This post will build on concepts introduced in the Distributed Joins, The Basics and Distributed Joins, Modeling for Colocation posts. I’m assuming some familiarity with table skew, where a distribution key is chosen where some key values has significantly more rows than average, so that one spu or disk belonging to a snippet processor has more data than the average. And I talked about distributed joins joining 2 large tables needing to have them distributed or redistribute them on some or all of the join keys. But what is not always obvious is that just because a nice even distribution was achieve for the table, a join may cause that table to redistribute in temp space on join keys that do NOT have even distribution.
I’ll start with our simple Customer and Order table example. Let’s just say for what ever reason customer is distributed by customer_key and order is distributed by order_key. You look at the table distribution and everything looks nice and even. So you think all is well. But then you join these 2 large tables and it’s just not as fast as you thought. A very common problem, especially in data marts or data warehouses, is you had orders with perhaps no customer. Maybe these were cash orders or just for some reason have no identified customer. So you assign these to an “Unknown” customer record. But maybe you find that 20% of all orders have an “Unknown” customer. Well what can happen is to execute this join it naturally redistributes Orders table by customer_key. But now 20% of my order data is on one snippet processor disk. In my environment with a 10400 there are 432 active spus meaning that if there is even distribution any one should only have 0.23% of the data. So ruffly this snippet processor has 87 times the data, and 87 times the work to do of the average snippet. So guess what, you are only as good as your slowest snippet processor and you will find this snippet in your query plan will take 87 times as long as it would everything was evenly distributed during that particular snippet. Nothing to do with how evenly things are distributed in the table.
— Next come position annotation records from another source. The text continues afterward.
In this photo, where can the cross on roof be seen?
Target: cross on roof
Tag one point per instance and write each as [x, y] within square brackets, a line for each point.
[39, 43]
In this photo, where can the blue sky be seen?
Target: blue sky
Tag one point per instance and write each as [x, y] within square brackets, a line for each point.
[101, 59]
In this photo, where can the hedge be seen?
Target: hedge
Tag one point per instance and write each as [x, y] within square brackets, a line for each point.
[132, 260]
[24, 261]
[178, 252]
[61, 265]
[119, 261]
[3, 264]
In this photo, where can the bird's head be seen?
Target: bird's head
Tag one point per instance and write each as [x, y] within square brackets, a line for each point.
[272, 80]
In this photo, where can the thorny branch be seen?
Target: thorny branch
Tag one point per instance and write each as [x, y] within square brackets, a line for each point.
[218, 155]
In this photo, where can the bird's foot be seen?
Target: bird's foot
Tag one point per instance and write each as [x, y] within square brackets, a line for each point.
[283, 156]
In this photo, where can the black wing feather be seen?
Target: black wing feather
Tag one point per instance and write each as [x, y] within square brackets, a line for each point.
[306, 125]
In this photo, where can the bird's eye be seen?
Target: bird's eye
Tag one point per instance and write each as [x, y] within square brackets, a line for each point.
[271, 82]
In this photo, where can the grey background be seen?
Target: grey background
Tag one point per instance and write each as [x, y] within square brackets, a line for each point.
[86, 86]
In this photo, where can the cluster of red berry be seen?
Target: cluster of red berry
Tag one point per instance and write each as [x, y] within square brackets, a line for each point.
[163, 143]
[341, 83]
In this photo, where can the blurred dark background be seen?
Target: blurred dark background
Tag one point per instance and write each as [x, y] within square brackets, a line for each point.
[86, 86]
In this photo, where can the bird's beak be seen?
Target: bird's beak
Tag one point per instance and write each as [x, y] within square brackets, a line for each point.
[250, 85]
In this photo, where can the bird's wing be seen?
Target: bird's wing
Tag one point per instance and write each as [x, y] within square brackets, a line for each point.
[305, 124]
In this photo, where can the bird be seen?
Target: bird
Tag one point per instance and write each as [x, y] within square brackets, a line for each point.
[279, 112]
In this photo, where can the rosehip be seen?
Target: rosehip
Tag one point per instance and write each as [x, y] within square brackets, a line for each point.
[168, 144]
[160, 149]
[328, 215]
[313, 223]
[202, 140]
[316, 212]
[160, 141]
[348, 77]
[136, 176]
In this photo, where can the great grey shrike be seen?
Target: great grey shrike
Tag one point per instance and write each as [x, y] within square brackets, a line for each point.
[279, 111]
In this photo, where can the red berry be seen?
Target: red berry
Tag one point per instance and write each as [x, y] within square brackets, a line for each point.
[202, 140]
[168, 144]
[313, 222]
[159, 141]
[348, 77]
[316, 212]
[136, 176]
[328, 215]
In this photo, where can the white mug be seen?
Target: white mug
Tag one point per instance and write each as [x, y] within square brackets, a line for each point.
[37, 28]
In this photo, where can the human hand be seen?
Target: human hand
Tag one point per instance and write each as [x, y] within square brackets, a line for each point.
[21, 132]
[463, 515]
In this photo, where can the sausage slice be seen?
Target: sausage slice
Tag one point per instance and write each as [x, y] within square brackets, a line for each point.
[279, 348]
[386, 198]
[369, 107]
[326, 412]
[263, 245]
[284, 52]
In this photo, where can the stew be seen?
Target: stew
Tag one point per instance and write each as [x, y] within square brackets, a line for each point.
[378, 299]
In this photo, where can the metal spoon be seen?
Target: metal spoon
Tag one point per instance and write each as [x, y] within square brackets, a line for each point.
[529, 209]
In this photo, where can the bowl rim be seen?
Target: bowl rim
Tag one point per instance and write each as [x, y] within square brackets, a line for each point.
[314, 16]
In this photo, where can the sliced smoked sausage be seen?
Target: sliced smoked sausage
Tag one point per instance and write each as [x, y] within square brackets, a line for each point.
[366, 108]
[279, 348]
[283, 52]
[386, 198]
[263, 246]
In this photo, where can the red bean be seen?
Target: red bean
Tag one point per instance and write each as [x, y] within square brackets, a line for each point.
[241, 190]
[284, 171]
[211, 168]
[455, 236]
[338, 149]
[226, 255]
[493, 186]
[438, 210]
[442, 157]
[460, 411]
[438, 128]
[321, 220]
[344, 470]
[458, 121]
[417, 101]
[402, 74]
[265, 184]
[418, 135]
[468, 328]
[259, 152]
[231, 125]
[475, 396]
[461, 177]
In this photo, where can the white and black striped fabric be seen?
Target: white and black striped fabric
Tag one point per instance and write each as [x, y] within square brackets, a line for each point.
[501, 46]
Another hard to follow situation is understanding the distribution in each step, because you could hit skew when it joins the results of the table A to table B step with the results of the table C to table D step. This is important because even when you think a table isn’t big enough to need to be distributed for a join, you expect it to be broadcast, in more complex queries it might first be joined to something else big and then joined on the key with a skew problem.
So, how to solve. Well one approach is to keep some of these dimension type tables small so they always broadcast. A quick hint, you can set enable_factrel_planner = true and then set factrel_size_threshold high like 15000000, which says anything under 15 million rows is more of a dimension so broadcast or redistribute it, and tables over 15M rows are big facts so try to leave in place and don’t redistribute. And also try setting spu_to_spu_broadcast to something small like .1 or .001 to help encourage broadcasting of smaller tables (these can be set in the config or at the session level). But like mentioned above, if these small tables act as sort of an intersection point between large tables, i.e. everything ties to them, you may still hit a skew problem like above.
The prescribed solution is to scatter your “Unknown” keys over numerous records by having a range of keys. For example, if -1 is the standard key for your single “Unknown” customer, you may need to have 10,000 “Unknown” customer records and have the keys range from -1 to -10,000. You will then have to spread out your child or fact type records over these many “unknown” parent or dimension rows.
Another approach is to break up your query where you join everything but the “Unknown” to the nice spread out customer keys, and in a second pass handle just the “Unknown” customer hopefully broadcasting that 1 or few low cardinality records and then union the results back together.
Unfortunately both of these methods can be a little problematic for certain reporting tools. I’m currently working on some ways to spread the unknowns sort of virtually without having 9999 extra records in the customer table, but I haven’t completed the testing on that yet. Hopefully I’ll have more in the future. But understanding the problem is half the battle. A little tip for tracking this type of skew down, actually make physical versions of the tables or intermediate results distributed as it is in the join step or snippet giving you problems. Actually the snippet redistributing into the skewed distribution is slow in addition to the joining snippet. One you have the results or table copies physically redistributed, look at the distribution. If you see a skew problem here, you have a process skew problem during that step in your original query.
There are other things that can cause process skew that I’ll discuss in later posts, but this data skew after on the fly redistribution is the most common.